Phillips wasted no time and right away started to develop her business. She went around town and put up flyers on community boards for welding workshops. “Within the first day, I had a bunch of phone calls.” Everyone was calling, from locals to tourists. Metal is the main medium for desert art because it can withstand all of the harsh environmental elements. These workshops took off really quickly and then with the increase in precaution of Covid-19 it plummeted quickly, as she couldn’t host classes anymore. She knew she was finally doing what she wanted to do. The reward was unparalleled. There is nowhere else in the high desert for people to take entry level classes, so people were extremely excited. Phillips says it’s a way for people to come out, get a feel for welding and see if they like it. Welding classes can benefit people in so many ways, such as overcome fears, make an interesting date and be inspiring! These workshops are for all age ranges, with her youngest student thus far being 10 and oldest being 65! With the pandemic, she had stopped advertising classes but people were calling anyways. Since regulations have lifted, she is now teaching workshops again but on a smaller scale with less people.

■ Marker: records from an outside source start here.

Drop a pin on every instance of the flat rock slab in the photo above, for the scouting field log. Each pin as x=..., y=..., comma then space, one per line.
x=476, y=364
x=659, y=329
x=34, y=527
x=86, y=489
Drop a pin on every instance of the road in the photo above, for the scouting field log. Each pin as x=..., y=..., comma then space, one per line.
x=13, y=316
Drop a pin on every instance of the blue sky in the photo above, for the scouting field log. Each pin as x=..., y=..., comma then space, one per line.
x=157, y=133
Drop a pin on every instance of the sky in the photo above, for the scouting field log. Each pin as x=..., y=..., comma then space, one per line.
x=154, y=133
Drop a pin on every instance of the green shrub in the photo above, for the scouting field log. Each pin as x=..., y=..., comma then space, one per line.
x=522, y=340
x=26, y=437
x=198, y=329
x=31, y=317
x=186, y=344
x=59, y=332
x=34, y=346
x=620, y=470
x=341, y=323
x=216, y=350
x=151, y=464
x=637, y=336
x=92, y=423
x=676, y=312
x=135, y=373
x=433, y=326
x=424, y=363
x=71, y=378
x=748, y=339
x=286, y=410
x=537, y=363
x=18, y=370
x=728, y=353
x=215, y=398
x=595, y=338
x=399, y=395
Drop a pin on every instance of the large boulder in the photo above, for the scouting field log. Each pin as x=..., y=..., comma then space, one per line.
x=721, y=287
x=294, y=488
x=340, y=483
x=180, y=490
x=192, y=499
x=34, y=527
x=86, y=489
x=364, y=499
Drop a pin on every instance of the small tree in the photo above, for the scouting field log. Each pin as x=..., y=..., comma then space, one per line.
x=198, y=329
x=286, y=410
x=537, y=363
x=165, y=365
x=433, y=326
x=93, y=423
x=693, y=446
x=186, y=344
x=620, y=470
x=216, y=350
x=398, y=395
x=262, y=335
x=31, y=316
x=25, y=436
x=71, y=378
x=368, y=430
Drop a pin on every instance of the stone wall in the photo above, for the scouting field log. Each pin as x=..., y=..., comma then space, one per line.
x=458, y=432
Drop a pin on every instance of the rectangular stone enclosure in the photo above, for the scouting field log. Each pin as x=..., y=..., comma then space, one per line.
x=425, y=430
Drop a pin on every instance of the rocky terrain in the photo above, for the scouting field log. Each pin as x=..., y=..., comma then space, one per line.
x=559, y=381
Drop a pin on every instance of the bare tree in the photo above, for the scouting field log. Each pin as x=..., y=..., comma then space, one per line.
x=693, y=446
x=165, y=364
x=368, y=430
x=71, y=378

“You’re never to young to learn how to weld and never to old (and I can teach you, haha) I started welding at 19 in art school and sometimes I would have loved to have started earlier.”
Business in general has really picked up for her. In addition to teaching, she does commission work for clients where no two jobs are the same. She goes on site and will fix and build custom fabrication jobs. People come to her shop too, where she will fix basically anything. She is up for any challenge.